Evaluating stability and bioactivity of Rehmannia-derived nanovesicles during storage

Abstract

Plant-derived nanovesicles (PDNVs) have garnered growing attention in the biomedical field owing to their abundance in plant-derived ribonucleic acids (RNA), proteins, lipids and metabolites. The question about the preservation of PDNVs is a crucial and unavoidable concern in both experiments’ settings and their potential clinical application. The objective of this research was to examine the impact of varying storage temperatures on the stability and bioactivity of Rehmannia-derived nanovesicles (RDNVs).
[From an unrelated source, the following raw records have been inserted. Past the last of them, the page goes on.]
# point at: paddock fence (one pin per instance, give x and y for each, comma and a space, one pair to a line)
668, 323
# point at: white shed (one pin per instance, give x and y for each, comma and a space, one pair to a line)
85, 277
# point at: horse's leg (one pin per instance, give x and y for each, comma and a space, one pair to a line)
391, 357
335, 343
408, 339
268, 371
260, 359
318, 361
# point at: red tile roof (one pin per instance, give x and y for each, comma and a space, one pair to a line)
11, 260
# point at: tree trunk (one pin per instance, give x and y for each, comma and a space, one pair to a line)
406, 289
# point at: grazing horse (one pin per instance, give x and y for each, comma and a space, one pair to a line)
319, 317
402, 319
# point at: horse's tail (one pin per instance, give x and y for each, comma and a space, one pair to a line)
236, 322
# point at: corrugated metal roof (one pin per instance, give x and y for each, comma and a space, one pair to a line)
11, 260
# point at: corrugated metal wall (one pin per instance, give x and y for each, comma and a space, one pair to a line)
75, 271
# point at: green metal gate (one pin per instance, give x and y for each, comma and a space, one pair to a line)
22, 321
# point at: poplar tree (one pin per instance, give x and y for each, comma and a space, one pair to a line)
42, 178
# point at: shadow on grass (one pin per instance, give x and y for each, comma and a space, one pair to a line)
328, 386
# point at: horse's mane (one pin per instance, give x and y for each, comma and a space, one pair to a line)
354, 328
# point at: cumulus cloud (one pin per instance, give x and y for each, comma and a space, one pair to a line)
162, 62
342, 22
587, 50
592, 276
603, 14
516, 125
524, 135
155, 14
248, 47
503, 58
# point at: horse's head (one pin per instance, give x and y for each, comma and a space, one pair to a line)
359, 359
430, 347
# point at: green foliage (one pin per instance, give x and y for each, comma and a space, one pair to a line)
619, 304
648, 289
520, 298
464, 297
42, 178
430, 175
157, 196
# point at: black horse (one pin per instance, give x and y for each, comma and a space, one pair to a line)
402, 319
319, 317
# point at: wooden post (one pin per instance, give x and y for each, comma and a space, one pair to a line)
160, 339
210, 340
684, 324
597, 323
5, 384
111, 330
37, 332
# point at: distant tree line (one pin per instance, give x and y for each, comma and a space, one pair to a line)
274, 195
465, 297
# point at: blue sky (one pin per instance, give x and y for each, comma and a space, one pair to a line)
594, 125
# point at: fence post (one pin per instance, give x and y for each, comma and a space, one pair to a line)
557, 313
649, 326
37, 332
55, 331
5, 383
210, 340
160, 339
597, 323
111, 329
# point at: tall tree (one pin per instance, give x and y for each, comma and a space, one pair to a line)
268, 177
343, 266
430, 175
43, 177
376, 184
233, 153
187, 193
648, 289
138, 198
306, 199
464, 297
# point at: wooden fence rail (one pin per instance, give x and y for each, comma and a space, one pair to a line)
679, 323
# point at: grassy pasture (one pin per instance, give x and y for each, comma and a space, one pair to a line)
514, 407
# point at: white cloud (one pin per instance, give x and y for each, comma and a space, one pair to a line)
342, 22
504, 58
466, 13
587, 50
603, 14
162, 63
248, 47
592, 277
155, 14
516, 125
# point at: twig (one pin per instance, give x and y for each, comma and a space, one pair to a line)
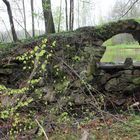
129, 9
42, 129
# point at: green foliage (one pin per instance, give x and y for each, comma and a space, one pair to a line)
119, 53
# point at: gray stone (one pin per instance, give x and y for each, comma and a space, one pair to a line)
136, 72
111, 84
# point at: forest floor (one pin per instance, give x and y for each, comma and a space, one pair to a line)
127, 128
118, 53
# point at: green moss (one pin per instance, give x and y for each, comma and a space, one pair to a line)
137, 20
136, 81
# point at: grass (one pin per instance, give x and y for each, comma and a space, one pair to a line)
119, 53
129, 130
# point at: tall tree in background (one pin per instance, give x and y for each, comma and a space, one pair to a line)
47, 11
14, 35
32, 13
24, 18
60, 16
71, 15
66, 12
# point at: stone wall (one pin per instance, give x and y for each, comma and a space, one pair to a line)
120, 78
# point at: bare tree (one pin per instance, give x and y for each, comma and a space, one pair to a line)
24, 15
60, 16
32, 13
71, 15
14, 35
47, 11
66, 12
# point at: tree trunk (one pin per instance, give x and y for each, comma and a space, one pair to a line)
24, 16
60, 15
14, 35
71, 15
33, 23
49, 23
66, 12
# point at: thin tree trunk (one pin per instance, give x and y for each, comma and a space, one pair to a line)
66, 12
47, 11
24, 18
60, 15
78, 19
14, 35
71, 15
33, 23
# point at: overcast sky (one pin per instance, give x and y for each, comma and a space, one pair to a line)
101, 8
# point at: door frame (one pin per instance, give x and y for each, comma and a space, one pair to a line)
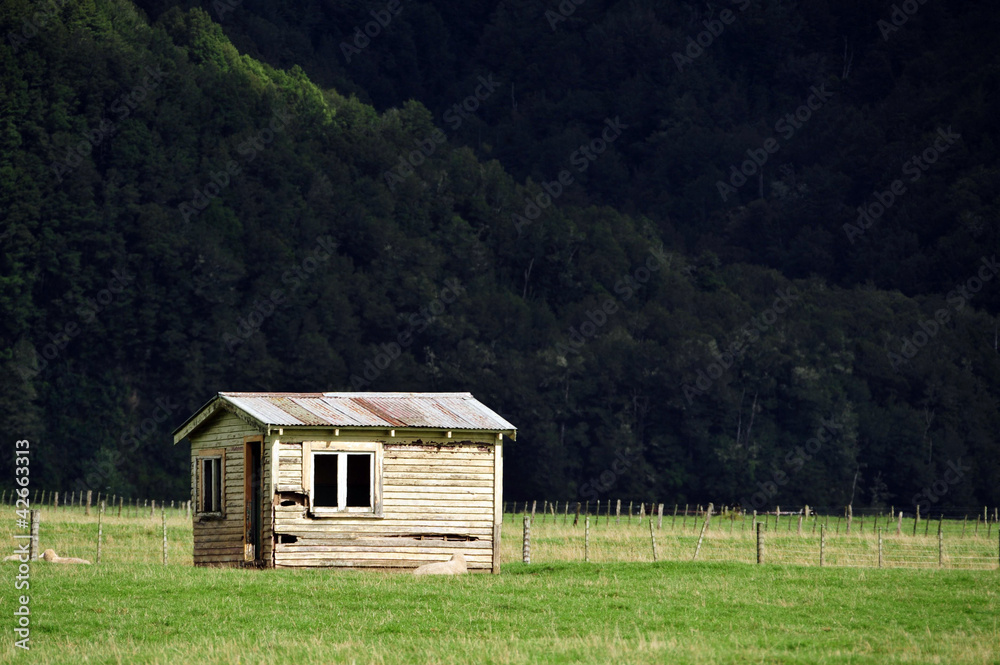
253, 520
The results showed that RDNVs aggregated after 2 weeks of storage period at 4 °C, and the particle size of some RDNVs gradually increased with time, along with the increase of solution potential. After 2 months of storage, all RDNVs exhibited varying levels of aggregation irrespective of storage temperature. The bioactivities of nanovesicles under different temperature storage conditions revealed a gradual decline in cell proliferation inhibition bioactivity over time, significantly lower than that of freshly prepared RDNVs. In contrast, the preservation of anti-migratory activity in RDNVs was found to be more effective when subjected to rapid freezing in liquid nitrogen followed by storage at − 80 °C, as opposed to direct storage at − 80 °C. These findings suggest that temperature alone may not be sufficient in safeguarding the activity and stability of RDNVs, highlighting the necessity for the development of novel protective agents for PDNVs.